Finalmente, creyó haber llegado a la dehesa; pero al entrar no vio las vacas. Eso la inquietó y se puso a buscarlas por todos los lugares a que solían ir; pero no las halló ni tras la maleza que crecía bajo los abetos, ni junto al arroyo ni entre los abedules.

Mientras buscaba descubrió un agujero en la cerca del lado que daba al bosque y supuso que las vacas se habían escapado por allí. Se sintió muy desgraciada y, llena de consternación, empezó a retorcerse las manos. «Y yo que estoy tan cansada -se dijo-, ¿voy a tener que atravesar todo el bosque para encontrar las vacas?»

No obstante, pronto se internó en el bosque por penosos vericuetos, abriéndose paso entre el áspero sotobosque y los pinchos de los enebros.

De repente, sin saber cómo había llegado hasta allí, se vio caminando en el bosque por una vereda lisa y pareja. La pinocha seca que la cubría hacía el suelo mullido y algo resbaladizo. A ambos lados de la vereda se elevaban grandes abetos y pinos perfectamente rectos, y unas luminosas manchas de sol se desplazaban por el liquen blanquecino que crecía a los pies de los árboles. La belleza y delicia de aquel bosque mitigó su ansiedad.

Mientras caminaba tranquilamente, distinguió a una anciana entre los árboles. Era la vieja Marit la Lapona, que sabía hacer sortilegios. «No hay derecho a que esa vieja malvada todavía viva y que yo tenga que encontrármela aquí en el bosque», pensó Gertrud, y avanzó sigilosamente a fin de que la vieja no descubriera su presencia.

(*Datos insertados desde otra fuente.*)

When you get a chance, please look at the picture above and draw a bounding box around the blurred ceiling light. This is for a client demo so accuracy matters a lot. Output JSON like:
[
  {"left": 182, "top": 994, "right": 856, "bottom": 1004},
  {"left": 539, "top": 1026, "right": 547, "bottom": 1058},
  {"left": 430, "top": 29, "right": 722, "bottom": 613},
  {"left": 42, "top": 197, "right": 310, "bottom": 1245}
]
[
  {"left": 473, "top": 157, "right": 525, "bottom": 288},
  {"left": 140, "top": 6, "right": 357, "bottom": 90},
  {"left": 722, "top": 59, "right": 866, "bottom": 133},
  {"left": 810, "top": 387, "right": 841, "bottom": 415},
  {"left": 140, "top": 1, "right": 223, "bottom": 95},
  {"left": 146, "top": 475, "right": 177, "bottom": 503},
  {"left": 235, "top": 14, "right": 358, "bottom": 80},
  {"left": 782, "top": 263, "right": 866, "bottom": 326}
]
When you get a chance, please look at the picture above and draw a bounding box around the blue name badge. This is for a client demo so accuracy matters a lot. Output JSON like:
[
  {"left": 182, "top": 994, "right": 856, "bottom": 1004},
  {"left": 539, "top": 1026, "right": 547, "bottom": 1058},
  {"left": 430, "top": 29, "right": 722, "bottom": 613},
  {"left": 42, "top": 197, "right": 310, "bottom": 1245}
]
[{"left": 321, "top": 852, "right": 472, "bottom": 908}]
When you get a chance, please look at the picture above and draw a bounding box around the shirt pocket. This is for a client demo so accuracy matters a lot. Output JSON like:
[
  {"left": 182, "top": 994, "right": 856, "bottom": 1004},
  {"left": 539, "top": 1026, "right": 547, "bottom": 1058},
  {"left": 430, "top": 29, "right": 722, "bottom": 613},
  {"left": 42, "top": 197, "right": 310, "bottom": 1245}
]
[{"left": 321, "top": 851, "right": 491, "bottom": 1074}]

Sin embargo, la vieja Marit alzó la vista justo en el momento en que Gertrud pasaba delante de ella.

– ¡No te vayas, niña, que te enseñaré una cosa! -le gritó.

Y en un abrir y cerrar de ojos tuvo a la Lapona a sus pies, de rodillas en medio de la vereda. Con el dedo índice la mujer trazó una circunferencia en la pinocha y colocó un cuenco de bronce en el centro. «Va a hacer un sortilegio -pensó Gertrud-, ¡y pensar que es verdad que es una bruja!»

– Mira dentro del cuenco a ver qué ves -dijo la anciana.

Gertrud lo hizo y se estremeció: muy nítidamente, reflejado en el fondo del cuenco, vio el rostro de Ingmar. A continuación, la vieja le puso una aguja muy larga en la mano.

– Ten -le dijo-, toma esto y clávaselo en los ojos. Hazlo por su traición.

Gertrud vaciló, pero al mismo tiempo sintió muchas ganas de hacerlo.

– ¿Por qué habría él de ser rico y feliz mientras tú padeces todos los males del infierno? -la azuzó la vieja. A Gertrud la invadió un deseo incontenible de obedecerla. Bajó la aguja-. Asegúrate de que le das en medio del ojo -dijo la vieja.